Terminal tasks fit the model well as well. An example involves listing files, running a build, and then parsing the output for errors.
Getting Started
The fastest path to deployment is via Hugging Face Transformers. You must install Transformers from source for this model. Recommended sampling settings are temperature 1.0 and top_p 0.95.
# Install Transformers from source (required for this model):
# pip install "git+https://github.com/huggingface/transformers.git"
from transformers import AutoTokenizer, AutoModelForCausalLM
model_id = "CohereLabs/North-Mini-Code-1.0"
tokenizer = AutoTokenizer.from_pretrained(model_id)
model = AutoModelForCausalLM.from_pretrained(model_id, device_map="auto")
prompt = "Write a python program to check if a string is a palindrome or not."
messages = [{"role": "user", "content": prompt}]
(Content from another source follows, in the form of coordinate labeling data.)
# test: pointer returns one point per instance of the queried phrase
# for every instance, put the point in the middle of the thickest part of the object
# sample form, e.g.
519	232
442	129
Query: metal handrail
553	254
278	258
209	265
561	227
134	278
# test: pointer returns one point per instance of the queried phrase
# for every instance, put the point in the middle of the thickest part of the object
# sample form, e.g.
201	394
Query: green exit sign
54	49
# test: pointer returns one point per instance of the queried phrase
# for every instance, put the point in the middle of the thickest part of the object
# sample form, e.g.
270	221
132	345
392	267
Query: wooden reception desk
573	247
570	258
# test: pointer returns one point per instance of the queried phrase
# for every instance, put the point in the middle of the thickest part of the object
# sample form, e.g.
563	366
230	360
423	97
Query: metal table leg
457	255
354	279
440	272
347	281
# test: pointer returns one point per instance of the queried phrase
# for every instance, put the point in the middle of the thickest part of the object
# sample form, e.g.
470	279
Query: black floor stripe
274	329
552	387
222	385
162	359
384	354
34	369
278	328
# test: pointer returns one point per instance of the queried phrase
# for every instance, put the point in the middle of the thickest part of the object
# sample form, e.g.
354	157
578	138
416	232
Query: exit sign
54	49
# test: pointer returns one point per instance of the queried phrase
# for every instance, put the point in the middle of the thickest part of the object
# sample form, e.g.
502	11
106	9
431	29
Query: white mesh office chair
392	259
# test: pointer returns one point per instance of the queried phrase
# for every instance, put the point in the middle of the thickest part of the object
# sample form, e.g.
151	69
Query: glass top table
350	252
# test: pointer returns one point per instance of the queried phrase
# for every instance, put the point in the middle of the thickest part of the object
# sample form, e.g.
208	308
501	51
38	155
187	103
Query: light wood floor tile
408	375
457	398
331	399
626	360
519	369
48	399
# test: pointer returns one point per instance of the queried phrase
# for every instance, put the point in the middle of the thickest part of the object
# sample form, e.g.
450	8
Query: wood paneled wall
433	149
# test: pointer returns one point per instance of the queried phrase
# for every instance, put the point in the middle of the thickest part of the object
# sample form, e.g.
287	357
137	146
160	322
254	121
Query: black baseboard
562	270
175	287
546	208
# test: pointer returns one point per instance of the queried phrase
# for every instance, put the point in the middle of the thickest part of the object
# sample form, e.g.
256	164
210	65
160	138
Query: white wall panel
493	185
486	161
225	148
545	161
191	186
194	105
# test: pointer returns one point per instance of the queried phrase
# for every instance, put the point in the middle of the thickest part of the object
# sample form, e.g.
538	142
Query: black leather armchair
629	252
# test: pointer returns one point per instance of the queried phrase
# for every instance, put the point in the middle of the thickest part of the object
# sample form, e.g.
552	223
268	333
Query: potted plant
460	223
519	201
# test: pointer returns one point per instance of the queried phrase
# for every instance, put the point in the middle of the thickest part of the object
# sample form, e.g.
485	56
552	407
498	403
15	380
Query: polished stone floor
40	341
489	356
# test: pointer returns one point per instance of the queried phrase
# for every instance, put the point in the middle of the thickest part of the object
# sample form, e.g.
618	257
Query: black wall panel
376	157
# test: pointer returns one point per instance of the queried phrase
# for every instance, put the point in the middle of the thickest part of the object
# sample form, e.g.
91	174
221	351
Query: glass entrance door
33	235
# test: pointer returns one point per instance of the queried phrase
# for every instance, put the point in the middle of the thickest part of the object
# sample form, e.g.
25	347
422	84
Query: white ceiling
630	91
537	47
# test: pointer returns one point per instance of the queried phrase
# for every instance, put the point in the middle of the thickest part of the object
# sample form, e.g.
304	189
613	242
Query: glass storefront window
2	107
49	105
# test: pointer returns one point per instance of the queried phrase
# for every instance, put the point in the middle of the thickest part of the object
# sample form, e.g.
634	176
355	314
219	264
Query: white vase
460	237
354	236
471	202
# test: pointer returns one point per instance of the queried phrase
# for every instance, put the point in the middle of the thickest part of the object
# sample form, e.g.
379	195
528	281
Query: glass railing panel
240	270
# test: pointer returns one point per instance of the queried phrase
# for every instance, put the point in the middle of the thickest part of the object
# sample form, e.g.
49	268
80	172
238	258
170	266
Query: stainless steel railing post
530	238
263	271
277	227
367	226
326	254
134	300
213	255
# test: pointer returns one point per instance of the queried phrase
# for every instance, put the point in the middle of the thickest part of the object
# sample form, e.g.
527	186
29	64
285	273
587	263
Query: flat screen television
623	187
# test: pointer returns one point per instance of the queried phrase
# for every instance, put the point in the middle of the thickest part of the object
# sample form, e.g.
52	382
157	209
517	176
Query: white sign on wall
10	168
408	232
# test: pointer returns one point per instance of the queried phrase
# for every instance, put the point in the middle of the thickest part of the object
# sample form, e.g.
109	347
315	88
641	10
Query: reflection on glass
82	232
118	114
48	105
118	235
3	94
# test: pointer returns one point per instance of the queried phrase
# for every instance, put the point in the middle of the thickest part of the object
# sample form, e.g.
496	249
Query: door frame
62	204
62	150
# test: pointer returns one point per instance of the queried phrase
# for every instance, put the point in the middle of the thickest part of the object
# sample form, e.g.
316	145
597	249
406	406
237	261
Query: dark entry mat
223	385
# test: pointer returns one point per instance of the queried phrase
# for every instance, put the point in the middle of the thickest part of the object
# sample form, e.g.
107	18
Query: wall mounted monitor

# return_dict=True yields a dict (input_ids + attention_mask) so **inputs unpacks cleanly
inputs = tokenizer.apply_chat_template(
messages,
tokenize=True,
add_generation_prompt=True,
return_dict=True,
return_tensors="pt",
).to(model.device)
gen_tokens = model.generate(
**inputs,
max_new_tokens=1024,
do_sample=True,
temperature=1.0,
top_p=0.95,
)
# Decode only the newly generated tokens, not the prompt
output = tokenizer.decode(gen_tokens[0][inputs["input_ids"].shape[-1]:])
print(output)For serving, vLLM works, provided you have vLLM main plus Cohere’s melody library installed. Accurate response parsing depends on the latter.
uv pip install "git+https://github.com/vllm-project/vllm.git"
uv pip install "cohere_melody>=0.9.0"
vllm serve CohereLabs/North-Mini-Code-1.0 \
-tp 2 \
--max-model-len 320000 \
--tool-call-parser cohere_command4 \
--reasoning-parser cohere_command4 \
--enable-auto-tool-choiceQuantised builds exist for Ollama, LM Studio, and llama.cpp. You can also try the model before downloading. Cohere offers free access through OpenCode and a hosted Hugging Face Space.
Key takeaways
- Cohere’s first coding model, North Mini Code, is a 30B mixture-of-experts that activates just 3B parameters per token.
- It runs on a single H100 at FP8, with a 256K context window and 64K max output.
- Weights ship under Apache 2.0, though the Hugging Face card adds a non-commercial note.
- Cohere official release reports a score of 33.4 on the Artificial Analysis Coding Index, and up to 2.8x throughput over Devstral Small 2.
- Built for agentic coding-sub-agent orchestration, architecture mapping, and code reviews with native tool use.